Most recent evidence suggests that a "Train-Low, Sleep High" approach may offer some advantages. This popular method entails training at low altitude to push your anaerobic threshold, but sleeping is done at high altitude so that the hypoxic stress increases red cell mass possibly giving riders the "best of both worlds." Unfortunately for motocross, this option isn’t entirely practical and damn near impossible to construct if you’re a full time racer. So most of your work is focused on deep breathing, getting your base cardio dialed through long road rides, and mixing it up with trail runs and swimming. But if you’re fortunate enough to live in a situation that presents this option to train, take advantage of it while you can and hopefully your riding skills coincide to give you a great performance this weekend.
Are there any supplements or training methods to assist in getting properly prepared for these elevated conditions?
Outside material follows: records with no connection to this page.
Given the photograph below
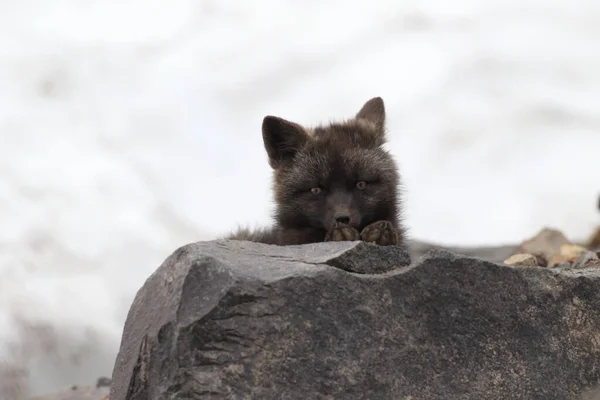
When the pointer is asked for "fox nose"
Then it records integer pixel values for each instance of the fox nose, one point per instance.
(342, 217)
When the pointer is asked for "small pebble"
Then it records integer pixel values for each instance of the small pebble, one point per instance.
(567, 253)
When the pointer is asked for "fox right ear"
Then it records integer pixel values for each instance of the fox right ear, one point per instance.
(282, 139)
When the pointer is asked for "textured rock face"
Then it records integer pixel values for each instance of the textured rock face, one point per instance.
(238, 320)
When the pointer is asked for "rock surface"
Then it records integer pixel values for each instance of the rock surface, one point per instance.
(77, 393)
(544, 245)
(239, 320)
(522, 260)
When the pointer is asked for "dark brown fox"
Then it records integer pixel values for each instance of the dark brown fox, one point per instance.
(332, 183)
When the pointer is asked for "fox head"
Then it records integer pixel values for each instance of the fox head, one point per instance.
(335, 173)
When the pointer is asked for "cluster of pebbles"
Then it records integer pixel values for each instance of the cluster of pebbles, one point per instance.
(550, 248)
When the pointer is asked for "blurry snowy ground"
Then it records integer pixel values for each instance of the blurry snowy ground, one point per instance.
(130, 128)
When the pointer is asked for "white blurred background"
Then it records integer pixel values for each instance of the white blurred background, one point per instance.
(129, 128)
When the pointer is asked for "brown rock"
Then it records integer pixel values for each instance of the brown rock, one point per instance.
(545, 245)
(522, 260)
(594, 240)
(567, 253)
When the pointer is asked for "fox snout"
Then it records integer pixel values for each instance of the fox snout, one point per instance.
(342, 214)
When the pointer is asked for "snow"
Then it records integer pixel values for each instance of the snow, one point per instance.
(129, 128)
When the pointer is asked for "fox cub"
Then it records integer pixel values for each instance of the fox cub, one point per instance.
(331, 183)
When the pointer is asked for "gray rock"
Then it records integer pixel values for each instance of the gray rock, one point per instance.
(240, 320)
(544, 245)
(77, 393)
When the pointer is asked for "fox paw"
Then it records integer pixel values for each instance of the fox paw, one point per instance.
(381, 233)
(341, 233)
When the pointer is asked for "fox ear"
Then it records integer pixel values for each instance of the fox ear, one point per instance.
(374, 112)
(282, 139)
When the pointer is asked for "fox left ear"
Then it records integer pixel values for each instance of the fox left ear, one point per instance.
(374, 112)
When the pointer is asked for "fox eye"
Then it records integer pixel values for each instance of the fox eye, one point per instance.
(361, 185)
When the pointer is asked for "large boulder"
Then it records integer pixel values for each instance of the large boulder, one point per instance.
(240, 320)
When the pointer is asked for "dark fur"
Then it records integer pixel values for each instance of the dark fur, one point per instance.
(333, 158)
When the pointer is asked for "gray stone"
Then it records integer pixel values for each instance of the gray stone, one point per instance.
(545, 245)
(240, 320)
(77, 393)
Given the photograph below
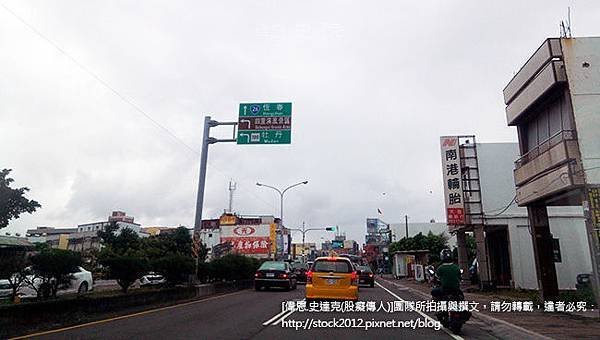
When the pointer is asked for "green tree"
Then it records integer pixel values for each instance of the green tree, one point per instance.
(125, 269)
(13, 201)
(233, 267)
(432, 242)
(12, 267)
(55, 267)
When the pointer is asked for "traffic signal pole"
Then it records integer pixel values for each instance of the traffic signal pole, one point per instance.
(206, 141)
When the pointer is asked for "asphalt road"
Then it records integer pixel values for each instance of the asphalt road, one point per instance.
(250, 314)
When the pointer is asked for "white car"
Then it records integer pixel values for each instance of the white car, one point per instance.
(152, 279)
(81, 282)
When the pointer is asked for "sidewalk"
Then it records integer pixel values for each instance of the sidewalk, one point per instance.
(553, 325)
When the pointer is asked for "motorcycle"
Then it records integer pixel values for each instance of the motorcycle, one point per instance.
(453, 320)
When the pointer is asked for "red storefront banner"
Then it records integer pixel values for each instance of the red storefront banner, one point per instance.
(456, 216)
(248, 245)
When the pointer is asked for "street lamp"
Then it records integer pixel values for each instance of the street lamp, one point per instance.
(281, 193)
(304, 230)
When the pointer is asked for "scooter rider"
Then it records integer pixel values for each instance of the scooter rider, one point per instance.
(449, 276)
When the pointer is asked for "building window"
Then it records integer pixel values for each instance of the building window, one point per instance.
(556, 250)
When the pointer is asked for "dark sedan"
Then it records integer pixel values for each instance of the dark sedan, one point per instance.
(300, 269)
(275, 274)
(365, 276)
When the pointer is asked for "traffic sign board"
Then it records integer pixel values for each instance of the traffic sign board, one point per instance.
(265, 109)
(265, 123)
(264, 137)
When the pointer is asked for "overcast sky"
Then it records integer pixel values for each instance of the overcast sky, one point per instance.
(373, 86)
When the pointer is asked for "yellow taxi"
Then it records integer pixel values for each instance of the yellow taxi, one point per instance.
(333, 278)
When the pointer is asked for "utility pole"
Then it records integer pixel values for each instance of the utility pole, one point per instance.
(232, 187)
(304, 231)
(281, 195)
(206, 141)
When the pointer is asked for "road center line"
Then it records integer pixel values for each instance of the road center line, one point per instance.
(454, 336)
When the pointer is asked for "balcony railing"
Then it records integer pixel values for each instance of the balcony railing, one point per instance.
(544, 146)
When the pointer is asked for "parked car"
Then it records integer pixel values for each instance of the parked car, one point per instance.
(332, 278)
(80, 283)
(152, 279)
(275, 274)
(366, 276)
(5, 289)
(300, 269)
Racing at higher elevations can negatively impact a rider’s hydration characteristics, nutrition requirements, and physical performance in more ways imaginable to the common layman. There are a few options that are available compiled from popular methods that haven’t been fully studied and have received mixed reviews to enhance performance, but might offer an advantage for some riders less experienced.
- Diet - A high carb, low sodium diet is highly suggested to allow for better adaptation. You may experience a decline in appetite, resulting in loss of muscle mass if regular fuel consumption isn’t sustained. Iron supplements will facilitate adaptation in order to produce more red blood cells.
- Fluids - Because mountain air is cool and dry you can lose a lot of water, make sure you maintain adequate hydration supported with plenty of electrolytes. Acli-Mate Mountain Sport Drink claims to aid in the prevention of altitude sickness and assist athletes in maximizing performance at elevation. I have no opinion of this product personally but agree nevertheless of the importance of increasing a rider's hydration levels.
- Hypobaric Chambers- These chambers can progressively lower oxygen levels by replacing the chamber with nitrogen, which simulate a hypobaric environment. Athletes can rest or sleep in these chambers regularly to get the physiological benefits without having to live in high elevation areas. However the cost, discomfort, and time associated with this approach may not be acceptable or feasible for most riders.
- Training Mask- Incorporating the same methodology of utilizing a “snorkel mask” as a means to consume distressed oxygen through a tiny pipe in attempts to facilitate an increase in red blood cells, this company claims that the Training Mask will mimic the same physiological traits as participating in competition held in high altitude. Once again, I haven’t had the pleasure to test out this product but thought it was interesting none the less.
Charles Dao trains a number of riders including TLD's Cole Seely.